Scesi molto silenziosamente, senza farmi sentire dagli altri che dormivano. Temevo che improvvisamente Alex e Nelle si sarebbero alzati per il turno lavorativo, ma corsi il rischio. La casa era tutta al buio, e non avrei acceso la luce solo per lui. Aprii la porta, e mi portai dietro le chiavi per poterla aprire dopo la mia chiacchierata.

Fuori c'era l'inferno, e non parlavo solo di Styles. La pioggia mi bagnò subito appena uscii dal caldo di casa mia. Lo vidi lì, con i capelli scompigliati tutti attaccati alla faccia, e i vestiti bagnati. Si avvicinò, ma appena mi accorsi che forse era troppo vicino, posi con il braccio una certa distanza tra di noi.

«Elizabeth, io voglio scusarmi con te...» disse sussurrando piano.

«Non accetto le tue scuse. » Risposi scrollando le spalle.

«Come hai detto?»

«Non ho intenzione di accettare le tue scuse. Questo servirebbe solo a far sentire meglio il bastardo che sei. Alleggerirebbe quel peso che ora hai sulla coscienza per aver toccato un donna con cattive attenzioni. Quindi no, puoi girare i tacchi, e andartene. » Spiegai mentre delle gocce mi cadevano dai capelli bagnati.

«Sei impossibile. »

«E tu incoerente. Volevi uccidermi inizialmente, e vieni a scusarti per un livido? Cos'è? Qualcuno ti ha spinto a condurre questa sceneggiata? Perché fattelo dire, sei un pessimo attore, e non sai giocare. »

«Non sai un cazzo di me, e non credo che tu voglia saperne qualcosa.
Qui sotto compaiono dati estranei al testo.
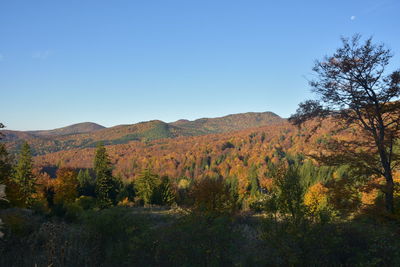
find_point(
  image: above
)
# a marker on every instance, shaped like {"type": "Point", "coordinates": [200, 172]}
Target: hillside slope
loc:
{"type": "Point", "coordinates": [43, 142]}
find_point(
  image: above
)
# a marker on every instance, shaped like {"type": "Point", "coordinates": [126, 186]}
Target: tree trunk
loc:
{"type": "Point", "coordinates": [389, 195]}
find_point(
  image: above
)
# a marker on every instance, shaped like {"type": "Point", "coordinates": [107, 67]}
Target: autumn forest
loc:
{"type": "Point", "coordinates": [320, 188]}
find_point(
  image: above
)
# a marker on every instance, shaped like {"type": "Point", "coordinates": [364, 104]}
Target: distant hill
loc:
{"type": "Point", "coordinates": [230, 123]}
{"type": "Point", "coordinates": [86, 135]}
{"type": "Point", "coordinates": [84, 127]}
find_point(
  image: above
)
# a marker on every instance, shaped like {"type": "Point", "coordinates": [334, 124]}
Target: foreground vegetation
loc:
{"type": "Point", "coordinates": [227, 209]}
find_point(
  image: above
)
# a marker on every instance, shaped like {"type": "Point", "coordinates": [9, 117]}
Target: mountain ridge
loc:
{"type": "Point", "coordinates": [84, 135]}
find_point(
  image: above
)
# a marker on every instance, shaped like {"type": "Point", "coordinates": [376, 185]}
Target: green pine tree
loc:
{"type": "Point", "coordinates": [146, 185]}
{"type": "Point", "coordinates": [23, 176]}
{"type": "Point", "coordinates": [107, 187]}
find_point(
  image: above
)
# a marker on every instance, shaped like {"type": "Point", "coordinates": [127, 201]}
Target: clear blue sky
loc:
{"type": "Point", "coordinates": [121, 62]}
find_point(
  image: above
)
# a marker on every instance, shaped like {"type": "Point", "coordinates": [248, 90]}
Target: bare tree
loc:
{"type": "Point", "coordinates": [355, 90]}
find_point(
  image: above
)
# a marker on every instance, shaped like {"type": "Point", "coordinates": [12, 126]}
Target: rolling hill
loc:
{"type": "Point", "coordinates": [86, 135]}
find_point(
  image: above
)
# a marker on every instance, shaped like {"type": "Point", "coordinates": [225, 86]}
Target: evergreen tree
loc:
{"type": "Point", "coordinates": [107, 187]}
{"type": "Point", "coordinates": [254, 183]}
{"type": "Point", "coordinates": [146, 185]}
{"type": "Point", "coordinates": [164, 194]}
{"type": "Point", "coordinates": [23, 176]}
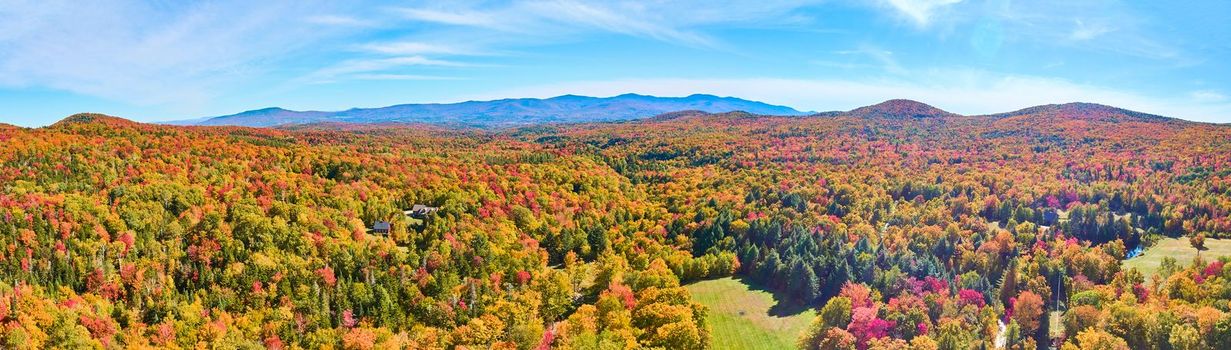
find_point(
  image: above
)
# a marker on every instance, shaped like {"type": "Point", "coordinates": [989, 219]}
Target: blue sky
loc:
{"type": "Point", "coordinates": [159, 61]}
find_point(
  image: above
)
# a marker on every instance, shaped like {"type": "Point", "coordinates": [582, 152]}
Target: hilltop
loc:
{"type": "Point", "coordinates": [900, 109]}
{"type": "Point", "coordinates": [568, 109]}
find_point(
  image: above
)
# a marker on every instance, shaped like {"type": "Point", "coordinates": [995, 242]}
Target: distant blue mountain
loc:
{"type": "Point", "coordinates": [568, 109]}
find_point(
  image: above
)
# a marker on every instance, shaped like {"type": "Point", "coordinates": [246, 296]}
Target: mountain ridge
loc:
{"type": "Point", "coordinates": [506, 111]}
{"type": "Point", "coordinates": [506, 107]}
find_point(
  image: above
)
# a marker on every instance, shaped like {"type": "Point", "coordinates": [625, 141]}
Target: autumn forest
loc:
{"type": "Point", "coordinates": [899, 224]}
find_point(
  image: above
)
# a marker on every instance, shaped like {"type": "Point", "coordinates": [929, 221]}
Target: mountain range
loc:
{"type": "Point", "coordinates": [571, 109]}
{"type": "Point", "coordinates": [568, 109]}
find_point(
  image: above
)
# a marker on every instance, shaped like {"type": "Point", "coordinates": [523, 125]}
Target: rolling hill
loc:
{"type": "Point", "coordinates": [568, 109]}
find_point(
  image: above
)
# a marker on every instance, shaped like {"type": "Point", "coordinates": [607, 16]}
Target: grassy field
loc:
{"type": "Point", "coordinates": [742, 317]}
{"type": "Point", "coordinates": [1176, 248]}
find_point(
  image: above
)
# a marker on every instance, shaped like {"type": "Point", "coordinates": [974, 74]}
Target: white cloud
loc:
{"type": "Point", "coordinates": [1085, 32]}
{"type": "Point", "coordinates": [336, 20]}
{"type": "Point", "coordinates": [920, 11]}
{"type": "Point", "coordinates": [377, 67]}
{"type": "Point", "coordinates": [172, 54]}
{"type": "Point", "coordinates": [416, 48]}
{"type": "Point", "coordinates": [962, 91]}
{"type": "Point", "coordinates": [401, 77]}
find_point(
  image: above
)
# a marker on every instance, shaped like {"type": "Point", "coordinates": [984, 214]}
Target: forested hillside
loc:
{"type": "Point", "coordinates": [923, 231]}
Non voglio che questa figlia viziata di mamma e papà pianga appena le racconto chi è realmente Harry Styles. Non sai chi sono, cosa ho provato, e quello che ho passato. Sì, volevo scusarmi. Volevo scusarmi mi importava qualcosa di te. Per qualche motivo mi intrigavi, ma adesso mi hai rotto i coglioni. » Non poteva dire sul serio.

«Perché tu sai chi sono io? Tu sai cosa ho passato io? Io ti odio così tanto Harry Styles. Io non ho mai odiato una persona quanto odio te. Non posso nemmeno guardarti, perché non riesco a credere che un ragazzo così, possa essere artefice di tanto male. Hai messo delle radici nella mia vita, e queste radici sono malsane, fanno crescere delle piante che buttano veleno. » Ora mi avvicinai io, sempre di più, puntandogli un dito addosso e sfiorando il suo petto. Gli arrivavo lì. Non ero molto alta.
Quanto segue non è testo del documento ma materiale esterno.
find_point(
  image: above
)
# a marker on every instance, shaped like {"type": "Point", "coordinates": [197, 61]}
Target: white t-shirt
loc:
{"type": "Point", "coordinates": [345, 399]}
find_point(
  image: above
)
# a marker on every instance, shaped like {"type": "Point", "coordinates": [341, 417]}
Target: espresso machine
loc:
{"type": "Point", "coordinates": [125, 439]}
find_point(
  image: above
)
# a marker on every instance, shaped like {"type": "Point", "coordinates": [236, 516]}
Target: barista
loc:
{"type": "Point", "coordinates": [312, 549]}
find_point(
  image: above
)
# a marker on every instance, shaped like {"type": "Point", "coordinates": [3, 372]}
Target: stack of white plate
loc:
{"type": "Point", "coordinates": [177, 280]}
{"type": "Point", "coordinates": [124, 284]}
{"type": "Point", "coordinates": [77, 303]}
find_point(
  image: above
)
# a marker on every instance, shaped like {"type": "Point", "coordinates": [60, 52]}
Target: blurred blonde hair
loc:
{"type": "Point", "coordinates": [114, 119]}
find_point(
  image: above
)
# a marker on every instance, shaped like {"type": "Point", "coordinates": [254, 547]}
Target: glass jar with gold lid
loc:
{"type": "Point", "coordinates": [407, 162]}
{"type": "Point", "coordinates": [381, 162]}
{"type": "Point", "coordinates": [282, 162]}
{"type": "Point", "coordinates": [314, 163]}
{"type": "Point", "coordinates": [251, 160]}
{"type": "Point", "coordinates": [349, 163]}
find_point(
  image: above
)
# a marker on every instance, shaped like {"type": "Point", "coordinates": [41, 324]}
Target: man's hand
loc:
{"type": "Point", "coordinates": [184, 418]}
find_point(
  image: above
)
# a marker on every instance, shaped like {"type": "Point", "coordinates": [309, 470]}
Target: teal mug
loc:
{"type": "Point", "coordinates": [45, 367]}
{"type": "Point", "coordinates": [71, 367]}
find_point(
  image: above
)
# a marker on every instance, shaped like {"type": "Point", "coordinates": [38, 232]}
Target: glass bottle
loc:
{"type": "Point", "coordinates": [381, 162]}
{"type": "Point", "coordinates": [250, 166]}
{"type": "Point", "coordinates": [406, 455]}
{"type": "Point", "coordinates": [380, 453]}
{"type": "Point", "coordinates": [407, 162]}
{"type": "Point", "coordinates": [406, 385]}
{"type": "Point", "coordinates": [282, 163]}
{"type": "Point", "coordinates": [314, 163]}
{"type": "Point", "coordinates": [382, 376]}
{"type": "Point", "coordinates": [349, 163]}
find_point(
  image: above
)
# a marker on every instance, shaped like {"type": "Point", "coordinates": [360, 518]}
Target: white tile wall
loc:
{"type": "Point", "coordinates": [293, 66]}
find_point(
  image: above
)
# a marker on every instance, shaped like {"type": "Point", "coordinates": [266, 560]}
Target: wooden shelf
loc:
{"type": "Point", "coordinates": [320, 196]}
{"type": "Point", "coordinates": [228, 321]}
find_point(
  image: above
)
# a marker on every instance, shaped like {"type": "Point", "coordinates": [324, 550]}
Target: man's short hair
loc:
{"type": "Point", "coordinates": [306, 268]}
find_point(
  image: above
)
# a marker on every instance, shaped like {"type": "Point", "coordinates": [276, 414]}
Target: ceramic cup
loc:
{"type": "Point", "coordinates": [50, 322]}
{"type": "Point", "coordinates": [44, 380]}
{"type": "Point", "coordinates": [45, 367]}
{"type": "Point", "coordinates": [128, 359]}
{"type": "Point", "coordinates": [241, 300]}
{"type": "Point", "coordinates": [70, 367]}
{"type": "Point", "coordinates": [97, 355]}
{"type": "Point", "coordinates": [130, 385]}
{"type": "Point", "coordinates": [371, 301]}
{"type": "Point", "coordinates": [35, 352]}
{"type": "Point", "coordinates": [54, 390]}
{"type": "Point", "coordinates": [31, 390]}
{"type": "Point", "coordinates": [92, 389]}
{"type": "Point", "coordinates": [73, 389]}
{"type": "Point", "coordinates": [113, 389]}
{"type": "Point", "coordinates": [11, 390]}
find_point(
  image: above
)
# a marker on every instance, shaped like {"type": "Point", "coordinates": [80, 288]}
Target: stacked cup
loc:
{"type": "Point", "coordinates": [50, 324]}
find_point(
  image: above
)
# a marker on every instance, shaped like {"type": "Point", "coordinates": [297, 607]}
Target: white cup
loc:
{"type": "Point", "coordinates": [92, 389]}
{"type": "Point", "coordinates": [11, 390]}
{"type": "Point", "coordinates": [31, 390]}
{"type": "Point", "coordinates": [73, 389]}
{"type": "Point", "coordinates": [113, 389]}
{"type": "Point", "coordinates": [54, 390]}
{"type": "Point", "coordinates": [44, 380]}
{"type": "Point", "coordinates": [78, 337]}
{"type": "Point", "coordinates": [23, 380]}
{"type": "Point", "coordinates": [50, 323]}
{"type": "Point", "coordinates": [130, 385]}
«E se adesso ti baciassi?» Chiese lui, afferrando con delicatezza il polso che aveva maltrattato.

«Perché dovresti? Hai tante ragazze da baciare? Hai la tua ragazza! » Sussurrai ormai troppo vicina.

«Tutto di te, è diverso. » Eliminò totalmente la distanza tra di noi baciando le mie labbra. Provai una sensazione strana. Quello non era stato il mio primo bacio. Lo era stato dopo la mia rottura con il mio ex. Mi avvicinò dai fianchi, mentre io lo tenevo stretto dal collo.

E niente, quando suonò la sveglia, mi resi conto che quello era solo un incubo, o dovrei dire desiderio?